News of the plans follows research by Virgin Money and YouGov among customers currently on lenders’ standard variable rates who could benefit from remortgaging to a fixed rate.
The research found that borrowers on SVR wrongly perceived that remortgaging to a fixed rate would be too expensive – just 3% of those surveyed said they would actively consider remortgaging.
But Virgin’s analysis showed that a borrower with a loan of £160,000 at 60% loan-to-value on an average AVR of 4.92% could save £6,300 over two years by remortgaging to a 2-year fixed rate of 1.59%.
A borrower in the same position choosing a 5-year fixed rate would save in excess of £12,000 over the five year term.
Rogerson said the lender had been in discussions with its distribution partners and had found that brokers were also wrongly perceiving there to be little value for clients on SVR to remortgage.
He said: “There will always be customers who don’t want to remortgage from SVR because they value having no early repayment charges or they don’t want to switch from interest-only to capital repayment.
“But our research shows that the vast majority of clients on SVR would benefit from remortgaging now, before the base rate starts to rise. In fact it is incumbent on our industry to tell them this and help them remortgage.”
The Virgin research found that while just 3% of SVR borrowers would consider remortgaging without a prompt from their broker, this rose to 14% of borrowers saying they would remortgage having been told they could save money.
This rose to 50% of borrowers on SVR saying they would remortgage when they were told the level of savings they could make came to thousands to pounds a year.
In a bid to support client education Rogerson said Virgin Money had prepared standard letters for brokers to send to existing clients on SVR demonstrating the savings they could make.
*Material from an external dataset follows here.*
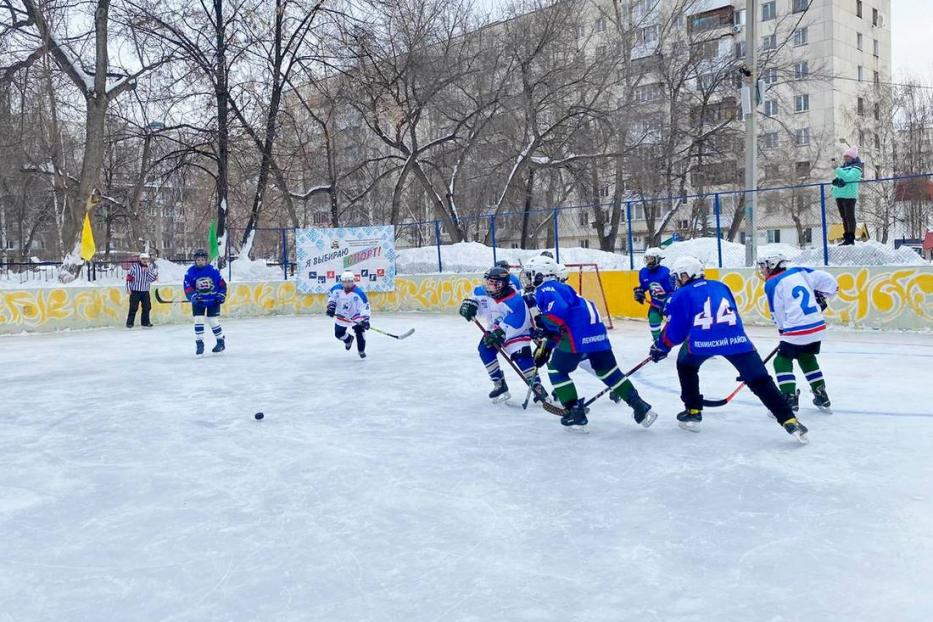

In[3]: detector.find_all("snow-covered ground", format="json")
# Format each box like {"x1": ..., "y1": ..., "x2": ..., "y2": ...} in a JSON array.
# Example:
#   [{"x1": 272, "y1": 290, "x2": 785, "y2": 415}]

He said brokers worried about earning less by spending time with clients looking to remortgage rather than purchase should consider that a remortgaging customer, likely to save thousands, would be “less stretched” on affordability and would therefore be in a better position to take protection – affording brokers an additional income stream.
He added: “This is a win for lenders, brokers and most certainly customers who could save staggering amounts of money.”
The latest figures from the Council of Mortgage Lenders showed remortgaging fell 2% month on month in April to £4.1bn – down 2% from the previous year.